Two GOP senators explain why they changed their minds in objecting to the electoral votes

From CNN’s Manu and Ali Zaslav

Rep. Cynthia Lummis and Sen. Mike Braun.
Rep. Cynthia Lummis and Sen. Mike Braun. Getty Images

Two GOP senators who had initially planned to object to the Electoral College vote counts with Sen. Ted Cruz explained why they didn't, pinning the blame on the riots that took place at the US Capitol today.

Sen. Mike Braun of Indiana said: "I didn't feel comfortable with today's events even though I do believe that election integrity is still a valid issue. Many of us can still pursue it. ... When today's events unfolded, I could not dignify it even by withholding something I objected to."

Asked why she didn't vote to throw out Arizona's election results, freshman Wyoming Sen. Cynthia Lummis pointed to "the activities of the day."

But both Braun and Lummis declined to blame Trump for the violence and destruction in the Capitol.

The other senators who had initially signed onto Cruz's effort but voted to reject the objection to Arizona: Sens. Marsha Blackburn of Tennessee, Bill Hagerty of Tennessee, Ron Johnson of Wisconsin, Steve Daines of Montana and James Lankford of Oklahoma.

GOP Sen.
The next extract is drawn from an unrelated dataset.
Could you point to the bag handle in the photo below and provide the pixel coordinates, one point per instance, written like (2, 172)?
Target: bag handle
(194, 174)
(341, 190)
Mike Rounds, who didn't sign on to Cruz's effort and opposed the efforts to throw out the results, said of Trump's rhetoric: “He most certainly did not help.”

The South Dakota senator added: “If anything, he urged in a very emotional situation very inappropriate action by people that appear to be his supporters."

11:13 p.m. ET, January 6, 2021

GOP congresswoman: "I'm disgusted and I'm angry... this needs to stop"

From CNN's Josiah Ryan

Rep. Nancy Mace said the last few days quickly transformed from the greatest in her political career to the worst. 

Mace said her excitement from being sworn in on January 3, as the first Republican woman to be elected to Congress from South Carolina, quickly turned to horror as pro-Trump mob descended on the US Capitol.

"This has been the best and worst week of my life as an elected official," she told CNN's Don Lemon this evening.

 "My worst fears came true today, this is a sad day for our nation," she continued. "I'm heartbroken, I'm disgusted and I'm angry and enough is enough."

"This needs to stop," she added. "It needs to stop right now tonight. We need to end it."

Watch the interview:

11:01 p.m. ET, January 6, 2021

US Secret Service bringing in every available agent to White House and Naval Observatory

From CNN's Betsy Klein

The US Secret Service is significantly ramping up coverage and bringing additional agents from the region to the White House, Naval Observatory, and USSS headquarters after today’s unrest, a source familiar with the situation said.

A USSS official also told CNN that Secret Service was the first federal agency deployed when the US Capitol Police asked for assistance from local and federal law enforcement.

The agents on detail for Vice President Mike Pence and Vice President-elect Kamala Harris were present today and worked in their roles focused on securing their protectees, but when Capitol Police put out the call for assistance, USSS sent additional uniformed division and special agents to Capitol Hill to assist. They were subsequently joined by other law enforcement agencies, the official said.

11:00 p.m. ET, January 6, 2021

DC mayor extends public emergency for 15 days in response to Capitol riots

From CNN's Adrienne Winston

DC Mayor Muriel Bowser announced she is extending the public emergency to 15 days, as a result of rioters overtaking the US Capitol building earlier today. This will take the emergency declaration until the day after President-elect Joe Biden's inauguration.

The mayor says that the people who stormed the Capitol, “sought to disrupt the Congressional proceedings relating to the acceptance of electoral college votes.”

“Persons are dissatisfied with judicial rulings and the findings of State Boards of Elections, and some persons can be expected to continue their violent protests through the inauguration.”